Сам же бесконечно любил и город, и городскую жизнь, и городскую панель, исшарканную и заплеванную. За четыре года, которые мы прожили вместе, всего один раз он выбрался в свое Константиново. Собирался прожить там недельки полторы, а прискакал через три дня обратно, отплевываясь, отбрыкиваясь и рассказывая, смеясь, как на другой же день поутру не знал, куда там себя девать от зеленой тоски.
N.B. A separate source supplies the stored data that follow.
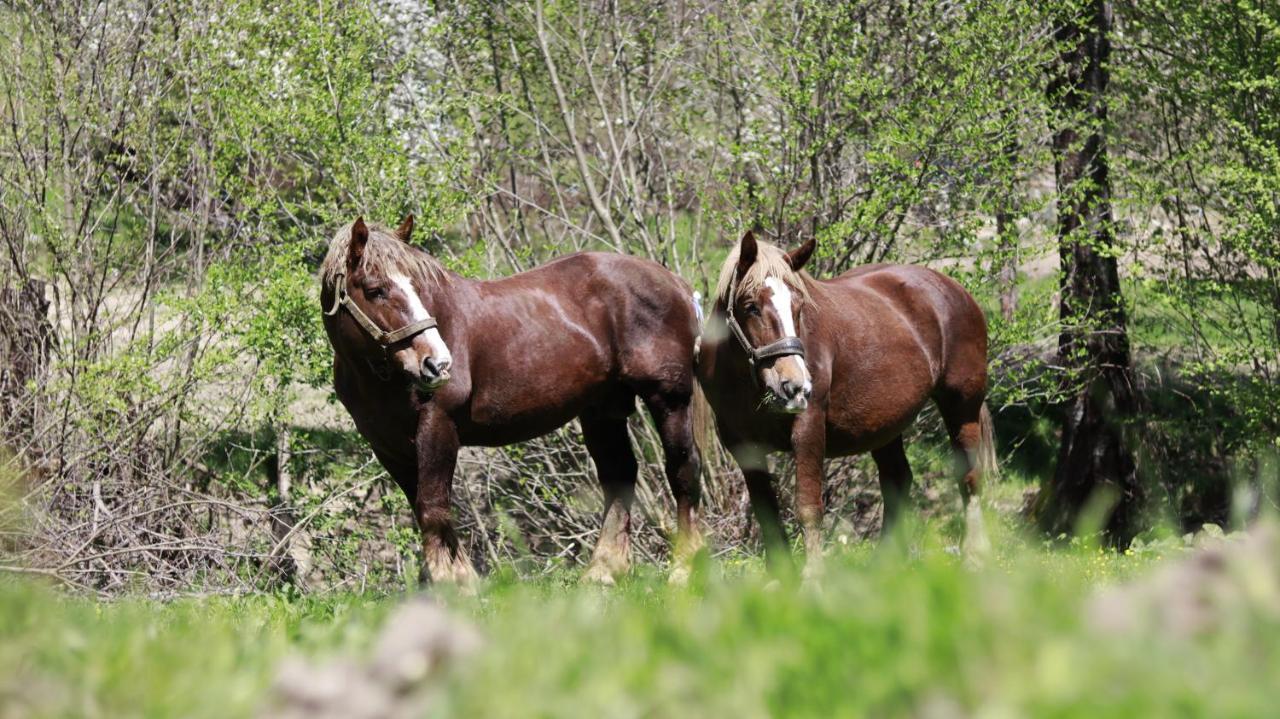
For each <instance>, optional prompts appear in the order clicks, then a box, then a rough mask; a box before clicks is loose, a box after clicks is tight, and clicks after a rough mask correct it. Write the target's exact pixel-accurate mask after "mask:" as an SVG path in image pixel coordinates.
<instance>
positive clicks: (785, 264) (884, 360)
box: [698, 233, 995, 576]
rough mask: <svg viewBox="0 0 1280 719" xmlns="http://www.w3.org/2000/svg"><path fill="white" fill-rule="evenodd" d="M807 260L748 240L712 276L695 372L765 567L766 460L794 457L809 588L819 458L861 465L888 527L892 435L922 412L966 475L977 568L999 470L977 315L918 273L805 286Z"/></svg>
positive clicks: (817, 532) (895, 455)
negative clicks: (717, 432)
mask: <svg viewBox="0 0 1280 719" xmlns="http://www.w3.org/2000/svg"><path fill="white" fill-rule="evenodd" d="M813 249H814V242H813V241H809V242H808V243H805V244H803V246H801V247H799V248H797V249H794V251H792V252H783V251H782V249H778V248H777V247H774V246H772V244H767V243H763V242H756V239H755V238H754V237H753V234H751V233H748V234H746V235H745V237H744V238H742V242H741V243H740V244H739V247H736V248H735V249H733V251H732V252H731V253H730V256H728V258H727V261H726V262H724V267H723V270H722V271H721V278H719V284H718V287H717V292H716V296H717V299H716V306H714V310H713V312H712V316H710V317H709V319H708V321H707V328H705V330H704V336H703V349H701V357H700V359H699V365H698V374H699V380H700V381H701V385H703V389H704V390H705V393H707V399H708V400H709V402H710V404H712V408H713V409H714V411H716V421H717V427H718V429H719V434H721V439H722V441H723V443H724V445H726V446H727V448H728V450H730V452H731V453H732V454H733V458H735V459H736V461H737V463H739V466H740V467H741V468H742V473H744V476H745V477H746V486H748V491H749V494H750V498H751V507H753V510H754V513H755V517H756V521H759V523H760V528H762V535H763V536H764V539H765V546H767V554H768V555H776V557H785V555H786V535H785V532H783V530H782V522H781V517H780V510H778V499H777V495H776V494H774V490H773V485H772V477H771V476H769V472H768V463H767V461H765V459H767V455H768V454H769V453H771V452H788V450H790V452H792V453H794V454H795V463H796V516H797V517H799V519H800V525H801V527H803V530H804V539H805V550H806V554H808V558H809V560H808V563H806V565H805V572H806V576H810V574H812V573H813V572H815V571H817V569H818V568H819V567H820V557H822V544H820V533H822V513H823V499H822V491H823V459H824V458H826V457H840V455H847V454H859V453H863V452H870V453H872V457H873V458H874V459H876V466H877V468H878V470H879V481H881V490H882V494H883V498H884V521H886V523H891V522H892V521H893V519H895V518H896V517H897V516H899V513H900V510H901V508H902V505H904V503H905V502H906V499H908V490H909V489H910V485H911V468H910V466H909V464H908V461H906V454H905V452H904V448H902V432H904V430H906V429H908V427H909V426H910V425H911V422H913V421H914V418H915V416H916V413H918V412H919V411H920V408H922V407H923V406H924V403H925V402H927V400H929V399H932V400H933V402H934V403H936V404H937V406H938V411H940V412H941V413H942V420H943V422H945V423H946V427H947V432H948V434H950V435H951V444H952V446H954V448H955V449H956V452H957V455H959V459H960V462H963V472H961V481H960V495H961V498H963V500H964V504H965V517H966V521H968V526H966V539H965V546H966V550H968V551H969V554H970V557H974V558H977V557H978V555H980V553H983V551H984V550H986V549H987V546H988V545H987V539H986V533H984V531H983V527H982V514H980V509H979V507H978V502H977V494H978V490H979V484H980V477H982V473H983V471H993V470H995V450H993V445H992V434H991V417H989V415H988V413H987V409H986V404H984V399H986V391H987V322H986V319H984V317H983V313H982V310H980V308H979V307H978V304H977V303H975V302H974V301H973V298H972V297H970V296H969V293H968V292H965V290H964V288H961V287H960V285H959V284H957V283H955V281H954V280H951V279H948V278H946V276H943V275H941V274H938V273H936V271H933V270H928V269H925V267H915V266H906V265H870V266H864V267H858V269H856V270H852V271H850V273H846V274H844V275H841V276H838V278H835V279H829V280H815V279H813V278H810V276H809V275H808V274H805V273H803V271H801V269H803V267H804V265H805V262H806V261H808V260H809V257H810V256H812V255H813ZM780 549H781V551H778V550H780Z"/></svg>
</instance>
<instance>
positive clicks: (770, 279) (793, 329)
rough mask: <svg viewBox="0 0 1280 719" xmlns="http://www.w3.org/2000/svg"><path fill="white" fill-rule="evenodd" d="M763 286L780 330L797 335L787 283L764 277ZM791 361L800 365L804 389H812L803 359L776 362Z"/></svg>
mask: <svg viewBox="0 0 1280 719" xmlns="http://www.w3.org/2000/svg"><path fill="white" fill-rule="evenodd" d="M764 287H767V288H769V289H771V290H772V293H773V296H772V297H771V298H769V303H771V304H773V308H774V310H776V311H777V313H778V317H780V319H781V320H782V331H783V333H785V334H786V335H787V336H799V335H797V334H796V319H795V315H792V313H791V288H790V287H787V283H785V281H782V280H781V279H780V278H764ZM787 359H790V361H792V362H795V363H796V365H797V366H799V367H800V376H803V377H804V389H805V390H806V391H809V390H812V389H813V379H812V376H810V375H809V367H808V366H806V365H805V362H804V359H803V358H801V357H799V356H795V354H792V356H790V357H783V358H782V359H778V362H785V361H787Z"/></svg>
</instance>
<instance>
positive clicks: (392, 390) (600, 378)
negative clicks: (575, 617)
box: [320, 216, 701, 585]
mask: <svg viewBox="0 0 1280 719" xmlns="http://www.w3.org/2000/svg"><path fill="white" fill-rule="evenodd" d="M412 228H413V217H412V216H410V217H407V219H406V220H404V223H403V224H402V225H401V226H399V229H396V230H388V229H384V228H379V226H366V225H365V223H364V220H362V219H357V220H356V221H355V224H352V225H351V226H348V228H343V229H342V230H340V232H338V234H337V235H335V237H334V238H333V242H332V243H330V246H329V255H328V256H326V257H325V261H324V266H323V267H321V271H320V280H321V289H320V299H321V304H323V307H324V310H325V317H324V325H325V331H326V333H328V334H329V342H330V343H332V344H333V348H334V388H335V389H337V393H338V398H339V399H340V400H342V403H343V406H346V407H347V411H348V412H349V413H351V417H352V418H353V420H355V422H356V427H357V429H358V430H360V432H361V434H362V435H364V436H365V438H366V439H367V440H369V443H370V444H371V445H372V448H374V453H375V454H376V455H378V459H379V461H380V462H381V464H383V467H385V468H387V471H388V473H390V476H392V478H393V480H396V484H398V485H399V487H401V489H402V490H403V491H404V495H406V496H407V498H408V502H410V505H411V507H412V508H413V514H415V517H416V519H417V523H419V527H420V530H421V532H422V559H424V577H425V578H426V580H428V581H430V580H445V581H454V582H458V583H466V585H468V583H471V582H472V581H474V580H475V569H474V568H472V567H471V562H470V560H468V558H467V554H466V551H465V550H463V549H462V548H460V542H458V537H457V533H456V532H454V530H453V522H452V519H451V503H449V494H451V489H452V484H453V468H454V463H456V461H457V455H458V449H460V448H461V446H463V445H483V446H497V445H506V444H512V443H517V441H524V440H529V439H532V438H536V436H539V435H544V434H547V432H550V431H553V430H556V429H557V427H559V426H562V425H566V423H567V422H570V421H572V420H573V418H575V417H579V418H580V420H581V425H582V439H584V441H585V443H586V449H588V452H589V453H590V455H591V459H593V461H594V462H595V467H596V472H598V475H599V480H600V485H602V486H603V489H604V522H603V525H604V526H603V530H602V532H600V539H599V542H598V544H596V546H595V551H594V554H593V558H591V564H590V568H589V569H588V574H586V576H588V577H589V578H594V580H599V581H605V582H608V581H612V578H613V577H614V574H617V573H618V572H622V571H625V569H626V568H627V567H628V563H630V508H631V502H632V499H634V496H635V484H636V459H635V457H634V455H632V452H631V444H630V441H628V439H627V416H630V415H631V413H632V412H634V411H635V400H636V398H637V397H639V398H640V399H641V400H643V402H644V404H645V407H646V408H648V409H649V413H650V415H652V416H653V420H654V423H655V426H657V429H658V434H659V436H660V439H662V445H663V452H664V453H666V471H667V478H668V480H669V482H671V489H672V493H673V495H675V498H676V507H677V513H678V517H677V530H678V533H677V537H676V551H675V557H676V562H675V564H673V576H678V574H680V573H682V572H686V571H687V568H686V562H687V558H689V557H690V555H691V554H692V553H694V551H696V550H698V548H699V546H700V545H701V539H700V535H699V531H698V526H696V519H695V512H696V508H698V502H699V480H698V450H696V448H695V445H694V435H692V420H691V398H692V393H694V376H692V372H694V368H692V365H694V343H695V338H696V335H698V317H696V307H695V306H694V303H692V301H691V296H690V290H689V288H687V285H685V283H684V281H682V280H680V279H678V278H676V275H673V274H671V273H669V271H667V270H666V269H663V267H662V266H660V265H658V264H655V262H650V261H646V260H640V258H635V257H627V256H623V255H611V253H598V252H584V253H577V255H570V256H567V257H561V258H558V260H556V261H553V262H548V264H547V265H543V266H540V267H536V269H534V270H530V271H527V273H521V274H517V275H513V276H509V278H504V279H498V280H492V281H476V280H470V279H466V278H462V276H460V275H457V274H454V273H452V271H449V270H447V269H445V267H444V266H443V265H440V264H439V262H438V261H436V260H435V258H433V257H431V256H429V255H428V253H426V252H422V251H420V249H416V248H413V247H411V246H410V244H408V239H410V234H411V232H412Z"/></svg>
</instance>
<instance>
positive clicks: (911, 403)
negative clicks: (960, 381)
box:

Сестер же своих не хотел везти в город, чтобы, став «барышнями», они не обобычнили его фигуры. Для цилиндра, смокинга и черной крылатки (о которых тогда уже он мечтал) каким превосходным контрастом должен был послужить зипун и цветистый ситцевый платок на сестрах, корявая соха отца и материн подойник.

8

В памяти – один пожар в Нижнем. Горели дома по съезду. Съезд крутой. Глядишь – и как это не скувыркнутся домишки. Под глиняной пяткой съезда, в вонючем грязном овраге – Балчуг: ларьки, лавчонки, магазинчики со всякой рухлядью. Большие страсти и копеечная торговля.

Когда вспыхнул съезд, а ветер, вздымая клубами красную пыль, понес ее к Балчугу, огромная черная толпа, глазеющая на пожар, дрогнула. Несколько поодаль стоял человек почти на голову выше ровной черной стены из людей. Серая шляпа, серый светлый костюм с красной искоркой, желтые перчатки и желтые лаковые ботинки делали его похожим на иностранца. Но глаза, рот и бритые, мягко округляющиеся скулы были нашими, нижегородскими. Тут уже не проведешь никаким аглицким материалом, никакой искоркой на костюме, никакими перчатками – пусть даже самыми желтыми в мире.

Стоял он, как монумент из серого чугуна. И на пожар-то глядел по-монументовски – сверху вниз. Потом снял шляпу и заложил руки за спину. Смотрю: совсем как чугунный Пушкин на Тверском бульваре.

Вдруг: кто-то шепотом произнес его имя. Оно обежало толпу. И тот, кто соперничал с чугуном, стал соперничать с пламенем.

Люди отворачивались от пожара, заглядывали бесцеремоннейшим образом ему в глаза, тыкали пальцем в его сторону и перешептывались.

Несколькими часами позже я встретил мой монумент на Большой Покровке – главной нижегородской улице. Несколько кварталов прошел я по другой стороне, не спуская с него глаз. А потом месяца три подряд писал штук по пять стихотворений в сутки, чтобы только приблизить срок прекрасной славы и не лопнуть от нетерпения, ожидая дня, когда и в мою сторону станут тыкать бесцеремонным пальцем.

Прошло много лет.

Держась за руки, мы бежали с Есениным по Кузнецкому мосту.

Вдруг я увидел его. Он стоял около автомобиля. Опять очень хороший костюм, очень мягкая шляпа и какие-то необычайные перчатки. Опять похожий на иностранца… с нижегородскими глазами и бритыми, мягко округляющимися, нашими русапетскими скулами.

Я подумал: «Хорошо, что монументы не старятся!»

Так же обгоняющие тыкали в его сторону пальцами, заглядывали под шляпу и шуршали языками:

Шаляпин.

Я почувствовал, как задрожала от волнения рука Есенина. Расширились зрачки. На желтоватых, матовых его щеках от волнения выступил румянец. Он выдавил из себя задыхающимся (от ревности, от зависти, от восторга) голосом:

– Вот так слава!

И тогда, на Кузнецком мосту, я понял, что этой глупой, этой замечательной, этой страшной славе Есенин принесет свою жизнь.

Было и такое.

Несколько месяцев спустя мы катались на автомобиле – Есенин, скульптор Сергей Коненков, я.

Коненков предложил заехать за молодыми Шаляпиными (Федор Иванович тогда уже был за границей). Есенин обрадовался предложению.